In 2012, Victoria’s Secret issued an apology after one of the models in its fashion show wore a Native American-style headdress. It wasn’t the first—or last—instance of what is called “cultural appropriation” in fashion. Paul Frank, Abercrombie and Fitch, and Urban Outfitters, among others, have been challenged for using traditional motifs from American Indian cultures in their clothes. At the same time, contributions of Native American designers to fashion, and the history of Native American design remain underappreciated or unrecognized. The National Museum of the American Indian in Lower Manhattan, part of the Smithsonian Institution, recently mounted the exhibition Native Fashion Now to address these and other concerns while highlighting beautiful objects.

On April 22, the museum hosted an academic symposium, “Native/American Fashion: Inspiration, Appropriation, and Cultural Identity.” FIT faculty members Anna Blume, History of Art, and Daniel James Cole, Fashion Design–Art, gave presentations, while Fashion Design chair Eileen Karp and History of Art faculty member Amy Werbel moderated the ensuing panel discussion. FIT’s Chief Diversity Officer Ron Milon contributed opening remarks. History of Art faculty member Kyunghee Pyun also contributed to the organization of the symposium.
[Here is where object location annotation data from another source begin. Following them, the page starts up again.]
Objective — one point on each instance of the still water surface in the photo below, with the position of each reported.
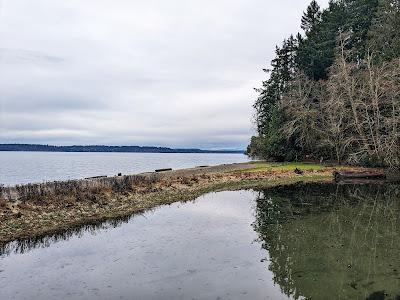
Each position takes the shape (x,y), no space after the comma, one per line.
(312,241)
(32,167)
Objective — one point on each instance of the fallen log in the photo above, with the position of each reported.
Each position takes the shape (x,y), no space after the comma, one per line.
(163,170)
(368,174)
(393,174)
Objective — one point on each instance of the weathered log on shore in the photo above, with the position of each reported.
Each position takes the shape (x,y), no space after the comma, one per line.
(368,174)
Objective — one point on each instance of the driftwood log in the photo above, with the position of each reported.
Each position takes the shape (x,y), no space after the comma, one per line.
(368,174)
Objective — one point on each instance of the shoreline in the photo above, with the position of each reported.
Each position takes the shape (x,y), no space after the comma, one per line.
(31,217)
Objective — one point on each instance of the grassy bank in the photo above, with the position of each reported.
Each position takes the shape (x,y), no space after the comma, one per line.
(55,207)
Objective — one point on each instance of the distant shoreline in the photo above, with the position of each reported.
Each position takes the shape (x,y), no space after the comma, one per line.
(105,149)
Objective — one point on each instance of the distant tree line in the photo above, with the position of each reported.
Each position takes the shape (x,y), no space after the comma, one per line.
(333,92)
(99,148)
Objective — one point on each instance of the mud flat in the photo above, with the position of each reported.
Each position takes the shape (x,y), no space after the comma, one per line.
(33,210)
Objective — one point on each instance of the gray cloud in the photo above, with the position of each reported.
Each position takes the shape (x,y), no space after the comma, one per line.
(174,73)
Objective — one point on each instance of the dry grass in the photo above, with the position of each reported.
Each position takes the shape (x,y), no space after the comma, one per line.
(35,209)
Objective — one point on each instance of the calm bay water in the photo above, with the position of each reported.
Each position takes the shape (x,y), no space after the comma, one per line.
(312,241)
(32,167)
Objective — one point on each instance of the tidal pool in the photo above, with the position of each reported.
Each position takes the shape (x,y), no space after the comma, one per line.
(305,241)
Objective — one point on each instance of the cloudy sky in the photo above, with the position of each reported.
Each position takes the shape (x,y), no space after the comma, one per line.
(176,73)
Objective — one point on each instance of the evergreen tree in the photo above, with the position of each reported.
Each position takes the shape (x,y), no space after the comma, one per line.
(311,17)
(384,36)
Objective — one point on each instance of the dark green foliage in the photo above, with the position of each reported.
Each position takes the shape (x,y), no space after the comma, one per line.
(384,36)
(311,17)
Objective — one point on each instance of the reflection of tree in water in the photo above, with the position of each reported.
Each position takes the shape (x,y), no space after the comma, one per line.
(332,241)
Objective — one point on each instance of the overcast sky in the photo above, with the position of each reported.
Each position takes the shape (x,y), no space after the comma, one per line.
(176,73)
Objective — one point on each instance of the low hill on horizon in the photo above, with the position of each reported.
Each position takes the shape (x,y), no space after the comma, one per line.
(103,148)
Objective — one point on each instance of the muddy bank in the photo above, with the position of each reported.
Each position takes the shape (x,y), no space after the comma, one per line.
(33,210)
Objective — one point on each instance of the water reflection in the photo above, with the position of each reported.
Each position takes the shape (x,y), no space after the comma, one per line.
(332,241)
(306,241)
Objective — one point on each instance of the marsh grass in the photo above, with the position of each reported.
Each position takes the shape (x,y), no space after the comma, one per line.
(285,167)
(94,190)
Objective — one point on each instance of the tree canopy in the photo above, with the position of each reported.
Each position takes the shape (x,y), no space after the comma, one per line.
(333,91)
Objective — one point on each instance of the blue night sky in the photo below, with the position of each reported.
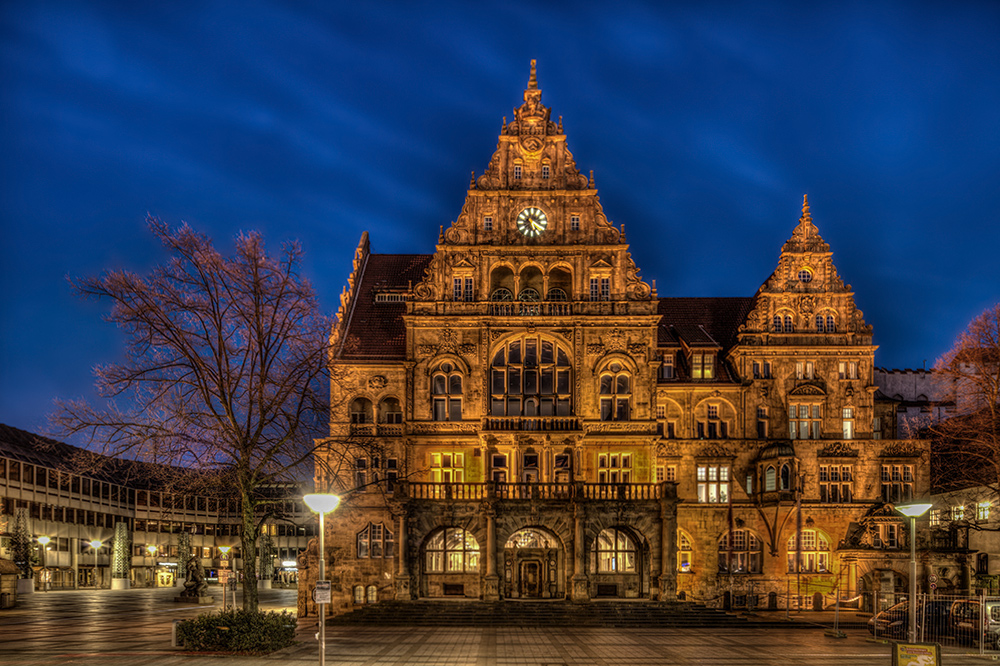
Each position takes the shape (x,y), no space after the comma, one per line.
(704,124)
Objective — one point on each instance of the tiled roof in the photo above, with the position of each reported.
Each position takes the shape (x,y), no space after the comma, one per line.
(375,330)
(702,322)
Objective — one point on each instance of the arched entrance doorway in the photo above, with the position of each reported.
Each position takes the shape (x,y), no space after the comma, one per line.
(533,565)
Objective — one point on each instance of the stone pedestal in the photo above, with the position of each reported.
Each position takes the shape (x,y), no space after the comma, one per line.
(201,601)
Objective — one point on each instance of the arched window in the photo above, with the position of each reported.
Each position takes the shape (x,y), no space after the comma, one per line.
(361,411)
(389,411)
(685,552)
(616,552)
(374,541)
(446,390)
(451,549)
(745,555)
(530,376)
(815,552)
(616,393)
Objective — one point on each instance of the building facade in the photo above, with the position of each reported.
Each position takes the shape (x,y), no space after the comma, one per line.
(39,481)
(520,415)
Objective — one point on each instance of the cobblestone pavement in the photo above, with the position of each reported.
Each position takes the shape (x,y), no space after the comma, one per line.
(132,628)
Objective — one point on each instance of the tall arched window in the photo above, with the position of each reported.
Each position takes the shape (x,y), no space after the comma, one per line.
(616,552)
(746,553)
(815,552)
(616,393)
(451,549)
(446,390)
(530,376)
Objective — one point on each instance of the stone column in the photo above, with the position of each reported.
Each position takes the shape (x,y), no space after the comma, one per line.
(491,591)
(581,587)
(402,563)
(668,543)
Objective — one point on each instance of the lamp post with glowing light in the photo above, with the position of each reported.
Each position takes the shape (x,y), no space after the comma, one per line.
(322,504)
(44,541)
(96,545)
(913,511)
(151,549)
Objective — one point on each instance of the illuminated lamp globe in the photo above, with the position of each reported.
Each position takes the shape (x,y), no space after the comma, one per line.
(321,502)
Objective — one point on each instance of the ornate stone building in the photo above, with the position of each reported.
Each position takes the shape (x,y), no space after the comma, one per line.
(519,414)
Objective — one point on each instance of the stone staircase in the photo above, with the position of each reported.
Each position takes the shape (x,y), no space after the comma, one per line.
(520,613)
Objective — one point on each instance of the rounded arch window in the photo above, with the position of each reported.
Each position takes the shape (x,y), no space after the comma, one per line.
(531,376)
(616,551)
(616,393)
(814,556)
(446,393)
(361,410)
(451,549)
(740,551)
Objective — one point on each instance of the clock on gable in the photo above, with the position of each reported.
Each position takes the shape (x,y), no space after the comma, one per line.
(532,222)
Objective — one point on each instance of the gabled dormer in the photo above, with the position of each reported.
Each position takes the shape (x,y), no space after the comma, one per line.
(805,301)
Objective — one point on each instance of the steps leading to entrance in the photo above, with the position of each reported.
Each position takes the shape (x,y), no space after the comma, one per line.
(540,614)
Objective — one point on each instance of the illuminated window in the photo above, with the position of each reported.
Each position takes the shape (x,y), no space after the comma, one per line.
(713,483)
(836,483)
(531,376)
(446,390)
(814,556)
(616,393)
(451,549)
(616,552)
(614,468)
(740,552)
(804,420)
(448,467)
(375,541)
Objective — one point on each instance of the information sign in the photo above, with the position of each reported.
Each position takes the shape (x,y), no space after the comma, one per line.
(322,594)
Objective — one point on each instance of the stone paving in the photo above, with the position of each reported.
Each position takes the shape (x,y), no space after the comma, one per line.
(132,628)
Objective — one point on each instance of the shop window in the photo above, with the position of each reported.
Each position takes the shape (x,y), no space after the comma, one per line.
(451,549)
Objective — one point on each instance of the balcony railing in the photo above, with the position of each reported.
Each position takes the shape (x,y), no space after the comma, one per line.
(535,423)
(536,491)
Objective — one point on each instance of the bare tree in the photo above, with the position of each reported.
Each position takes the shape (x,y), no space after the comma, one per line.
(967,445)
(223,382)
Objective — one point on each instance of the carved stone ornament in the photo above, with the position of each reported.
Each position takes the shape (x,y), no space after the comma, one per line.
(838,450)
(900,450)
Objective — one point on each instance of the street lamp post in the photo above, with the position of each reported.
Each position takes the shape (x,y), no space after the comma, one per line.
(44,541)
(913,511)
(151,549)
(322,504)
(96,545)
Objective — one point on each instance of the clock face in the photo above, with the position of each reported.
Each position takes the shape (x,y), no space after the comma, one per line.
(532,222)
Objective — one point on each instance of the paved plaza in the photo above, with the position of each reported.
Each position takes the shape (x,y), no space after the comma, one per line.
(132,628)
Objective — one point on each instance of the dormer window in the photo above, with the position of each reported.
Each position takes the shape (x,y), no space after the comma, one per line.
(702,366)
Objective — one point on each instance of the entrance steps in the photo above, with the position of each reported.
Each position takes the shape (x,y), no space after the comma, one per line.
(520,613)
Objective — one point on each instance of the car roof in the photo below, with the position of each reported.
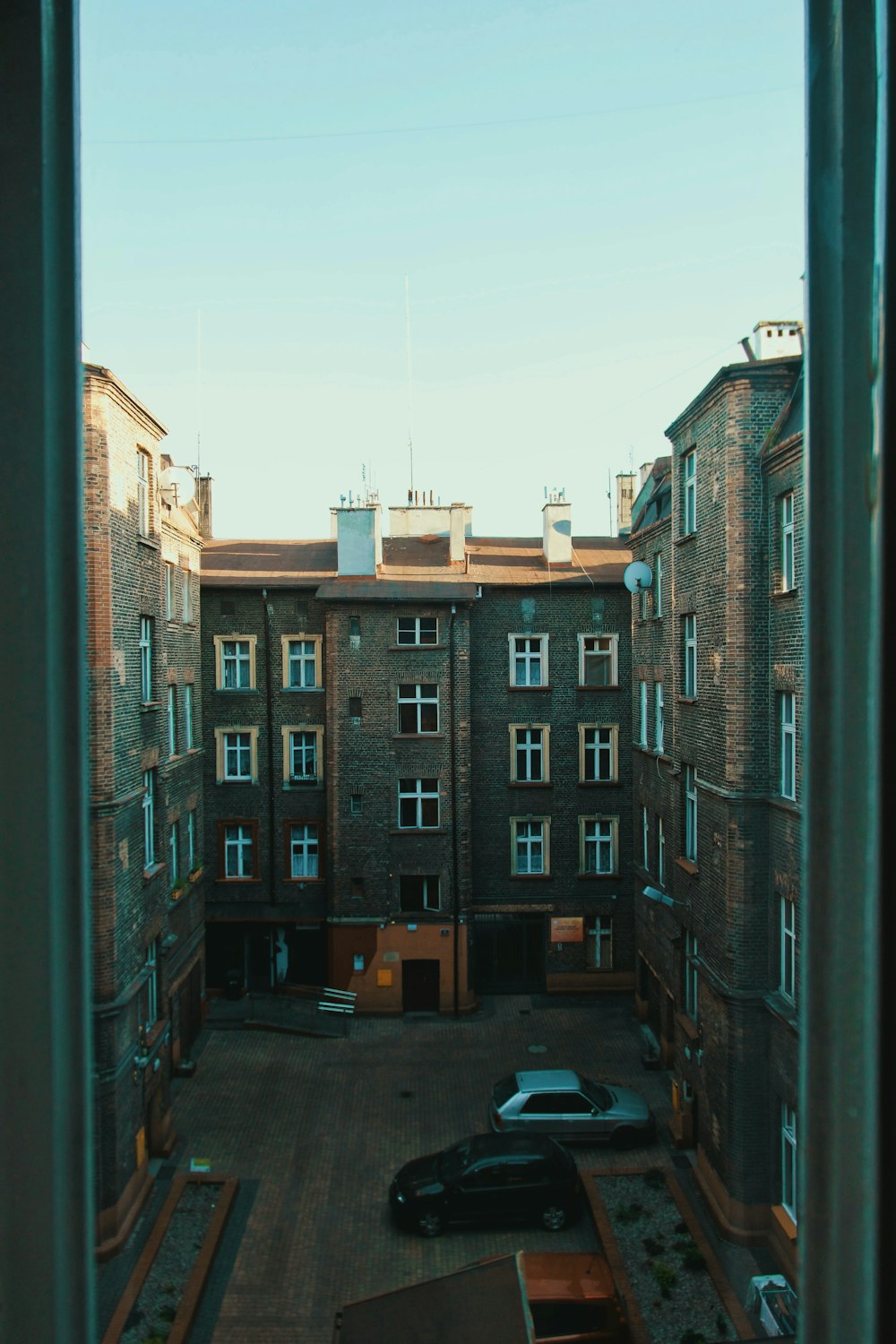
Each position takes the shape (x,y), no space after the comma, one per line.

Maya women protecting their land, 1998, Chiapas, Mexico
Maya women protecting their land, 1998, Chiapas, Mexico. Of the women’s traditional dress, Blume remarked, “I am struck by…the many ways the Maya over vast periods of time have adorned their bodies with layers of meaning as a way to remain present, vital, and self-composed.” Photo by Pedro Valtierra

Blume used careful analysis of Maya works of art to challenge stereotypes. “I would like,” she said, “to allow for a vision of nuance, choice, even ambiguity in the self-construction of identities specifically amongst the Maya of Central America.” She interpreted a statue of the Virgin Mary, with her European polychromed face draped in a traditional Maya cloth known as a tzute, as a statement about how the Maya creatively responded to the long violent history of colonization. “Through sculpture and cloth, appropriation and adornment,” she said, “we see Maya women actively making sense of an imposed religion they have not passively accepted, but transformed into their own.”

Cole recounted how, while visiting a gift shop in Bandung, Indonesia, he saw a set of Native American–style feathered headdresses or “war bonnets” for sale as costumes. He soon discovered that American Indian Halloween outfits were popular in Malaysia and Taiwan. These struck him as offensive, though not all instances of cultural appropriation necessarily are. “Sometimes I get accused of cultural appropriation when I wear shirts from Indonesia,” he said, although Indonesian and Malaysian fabrics are his specialty, and he appreciates them. “Usually, they’re gifts from designers or even diplomats,” he added. Upon reflection, he concluded that the gesture would be offensive if the appropriated symbol originally had a religious purpose: “If symbols are spiritual and used commercially, that’s when it’s over the line.”

Native Fashion Now is on view at the National Museum of the American Indian at 1 Bowling Green in Lower Manhattan through September 4.